ANAXIMANDER.

Anaximander (about 611–547 B.C.), a contemporary and fellow-citizen of Thales, was a remarkably original thinker. He was the first Greek philosopher who ventured to put forward his views in a formal written treatise. This was a work About Nature and was not given to the world till he was about sixty-four years old. His originality is illustrated by his theory of evolution. According to him animals first arose from slime evaporated by the sun; they lived in the sea and had prickly coverings; men at first resembled fishes.

But his astronomical views were not less remarkable. Anaximander boldly maintained that the earth is in the centre of the universe, suspended freely and without support, whereas Thales regarded it as resting on the water and Anaximenes as supported by the air. It remains in its position, said Anaximander, because it is at an equal distance from all the rest of the heavenly bodies. The earth was, according to him, cylinder-shaped, round “like a stone pillar”; one of its two plane faces is that on which we stand; its depth is one-third of its breadth.

Anaximander postulated as his first principle, not water (like Thales) or any of the elements, but the Infinite; this was a substance, not further defined, from which all the heavens and the worlds in them were produced; according to him the worlds themselves were infinite in number, and there were always some worlds coming into being and others passing away ad infinitum. The origin of the stars, and their nature, he explained as follows. “That which is capable of begetting the hot and the cold out of the eternal was separated off during the coming into being of our world, and from the flame thus produced a sort of sphere was made which grew round the air about the earth as the bark round the tree; then this sphere was torn off and became enclosed in certain circles or rings, and thus were formed the sun, the moon and the stars.” “The stars are produced as a circle of fire, separated off from the fire in the universe and enclosed by air. They have as vents certain pipe-shaped passages at which the stars are seen.” “The stars are compressed portions of air, in the shape of wheels filled with fire, and they emit flames at some point from small openings.” “The stars are borne round by the circles in which they are enclosed.” “The sun is a circle twenty-eight times (v. l. 27 times) the size of the earth; it is like a wheel of a chariot the rim of which is hollow and full of fire and lets the fire shine out at a certain point in it through an opening like the tube of a blow-pipe; such is the sun.” “The sun is equal to the earth.” “The eclipses of the sun occur through the opening by which the fire finds vent being shut up.” “The moon is a circle nineteen times the size of the earth; it is similar to a chariot-wheel the rim of which is hollow and full of fire like the circle of the sun, and it is placed obliquely like the other; it has one vent like the tube of a blow-pipe; the eclipses of the moon depend on the turnings of the wheel.” “The moon is eclipsed when the opening in the rim of the wheel is stopped up.” “The moon appears sometimes as waxing, sometimes as waning, to an extent corresponding to the closing or opening of the passages.” “The sun is placed highest of all, after it the moon, and under them the fixed stars and the planets.”

It has been pointed out that the idea of the formation of tubes of compressed air within which the fire of each star is shut up except for the one opening through which the flame shows (like a gas-jet, as it were) is not unlike Laplace’s hypothesis with reference to the origin of Saturn’s rings.
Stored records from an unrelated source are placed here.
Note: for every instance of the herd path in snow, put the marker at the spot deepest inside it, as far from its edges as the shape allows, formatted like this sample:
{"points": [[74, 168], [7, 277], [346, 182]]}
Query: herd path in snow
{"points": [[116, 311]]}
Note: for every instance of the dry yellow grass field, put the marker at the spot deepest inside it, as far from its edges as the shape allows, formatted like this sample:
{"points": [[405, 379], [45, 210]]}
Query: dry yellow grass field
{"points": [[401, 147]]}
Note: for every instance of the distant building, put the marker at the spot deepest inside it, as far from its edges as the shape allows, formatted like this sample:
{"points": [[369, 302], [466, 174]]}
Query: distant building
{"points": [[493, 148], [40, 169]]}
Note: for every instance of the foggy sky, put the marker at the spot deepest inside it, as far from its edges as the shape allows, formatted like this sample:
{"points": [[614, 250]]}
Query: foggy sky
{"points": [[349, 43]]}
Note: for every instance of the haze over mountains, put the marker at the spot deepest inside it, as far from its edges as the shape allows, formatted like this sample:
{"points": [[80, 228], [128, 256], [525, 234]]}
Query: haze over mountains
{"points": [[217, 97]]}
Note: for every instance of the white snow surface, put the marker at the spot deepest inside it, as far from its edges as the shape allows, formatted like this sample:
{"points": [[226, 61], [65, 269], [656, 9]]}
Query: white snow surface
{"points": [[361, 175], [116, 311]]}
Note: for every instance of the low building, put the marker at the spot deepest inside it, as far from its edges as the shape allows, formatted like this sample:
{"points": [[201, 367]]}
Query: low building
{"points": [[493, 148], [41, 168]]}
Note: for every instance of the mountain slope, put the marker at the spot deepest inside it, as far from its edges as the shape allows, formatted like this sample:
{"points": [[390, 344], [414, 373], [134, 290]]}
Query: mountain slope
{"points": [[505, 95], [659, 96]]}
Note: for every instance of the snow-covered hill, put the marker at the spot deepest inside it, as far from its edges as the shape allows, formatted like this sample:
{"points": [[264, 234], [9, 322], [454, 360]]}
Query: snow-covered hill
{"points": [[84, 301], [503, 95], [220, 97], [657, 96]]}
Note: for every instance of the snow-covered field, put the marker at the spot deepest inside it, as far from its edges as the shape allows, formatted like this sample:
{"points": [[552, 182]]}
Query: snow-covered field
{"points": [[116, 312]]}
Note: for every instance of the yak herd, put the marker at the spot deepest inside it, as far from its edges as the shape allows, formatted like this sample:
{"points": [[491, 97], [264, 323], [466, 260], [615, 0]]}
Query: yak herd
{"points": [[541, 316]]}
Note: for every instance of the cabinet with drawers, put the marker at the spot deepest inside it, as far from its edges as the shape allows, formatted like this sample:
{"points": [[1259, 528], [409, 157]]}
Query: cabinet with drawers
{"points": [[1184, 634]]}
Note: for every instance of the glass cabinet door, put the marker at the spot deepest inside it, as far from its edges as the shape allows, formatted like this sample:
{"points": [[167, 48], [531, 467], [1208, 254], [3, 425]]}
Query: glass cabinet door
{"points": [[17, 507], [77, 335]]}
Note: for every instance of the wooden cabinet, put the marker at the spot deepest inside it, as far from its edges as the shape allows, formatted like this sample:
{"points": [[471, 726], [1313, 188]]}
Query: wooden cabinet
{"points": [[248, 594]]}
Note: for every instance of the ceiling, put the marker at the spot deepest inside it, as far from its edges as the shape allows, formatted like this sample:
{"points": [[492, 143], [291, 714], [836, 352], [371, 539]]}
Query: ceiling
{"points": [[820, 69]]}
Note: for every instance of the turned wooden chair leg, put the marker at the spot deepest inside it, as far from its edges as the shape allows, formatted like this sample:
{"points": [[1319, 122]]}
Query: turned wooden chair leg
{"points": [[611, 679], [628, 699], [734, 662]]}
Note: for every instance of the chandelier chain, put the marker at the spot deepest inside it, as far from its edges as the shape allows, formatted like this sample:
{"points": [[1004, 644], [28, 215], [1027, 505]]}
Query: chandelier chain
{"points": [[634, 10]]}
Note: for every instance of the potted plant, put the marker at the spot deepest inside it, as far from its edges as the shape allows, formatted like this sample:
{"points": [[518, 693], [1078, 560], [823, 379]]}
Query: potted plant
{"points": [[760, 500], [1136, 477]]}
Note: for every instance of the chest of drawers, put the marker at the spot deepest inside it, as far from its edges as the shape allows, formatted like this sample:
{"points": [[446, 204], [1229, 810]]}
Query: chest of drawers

In any case it is a sufficiently original conception.

When Anaximander says that the hoops carrying the sun and moon “lie obliquely,” this is no doubt an attempt to explain, in addition to the daily rotation, the annual movement of the sun and the monthly movement of the moon.

We have here too the first speculation about the sizes and distances of the heavenly bodies. The sun is as large as the earth. The ambiguity between the estimates of the size of the sun’s circle as twenty-seven or twenty-eight times the size of the earth suggests that it is a question between taking the inner and outer circumferences of the sun’s ring respectively, and a similar ambiguity may account for the circle of the moon being stated to be nineteen times, not eighteen times, the size of the earth. No estimate is given of the distance of the planets from the earth, but as, according to Anaximander, they are nearer to the earth than the sun and moon are, it is possible that, if a figure had been stated, it would have been nine times the size of the earth, in which case we should have had the numbers 9, 18, 27, three terms in arithmetical progression and all of them multiples of 9, the square of 3. It seems probable that these figures were not arrived at by any calculation based on geometrical considerations, but that we have here merely an illustration of the ancient cult of the sacred numbers 3 and 9. Three is the sacred number in Homer, 9 in Theognis. The cult of 3 and its multiples 9 and 27 is found among the Aryans, then among the Finns and Tartars and then again among the Etruscans. Therefore Anaximander’s figures probably say little more than what the Indians tell us, namely, that three Vishnu-steps reach from earth to heaven.

Anaximander is said to have been the first to discover the gnomon (or sun-dial with a vertical needle). This is, however, incorrect, for Herodotus says that the Greeks learnt the use of the gnomon and the polos from the Babylonians. Anaximander may have been the first to introduce the gnomon into Greece. He is said to have set it up in Sparta and to have shown on it “the solstices, the times, the seasons, and the equinox”.

But Anaximander has another title to fame. He was the first who ventured to draw a map of the inhabited earth. The Egyptians indeed had drawn maps before, but only of special districts. Anaximander boldly planned out the whole world with “the circumference of the earth and of the sea”. Hecataeus, a much-travelled man, is said to have corrected Anaximander’s map so that it became the object of general admiration.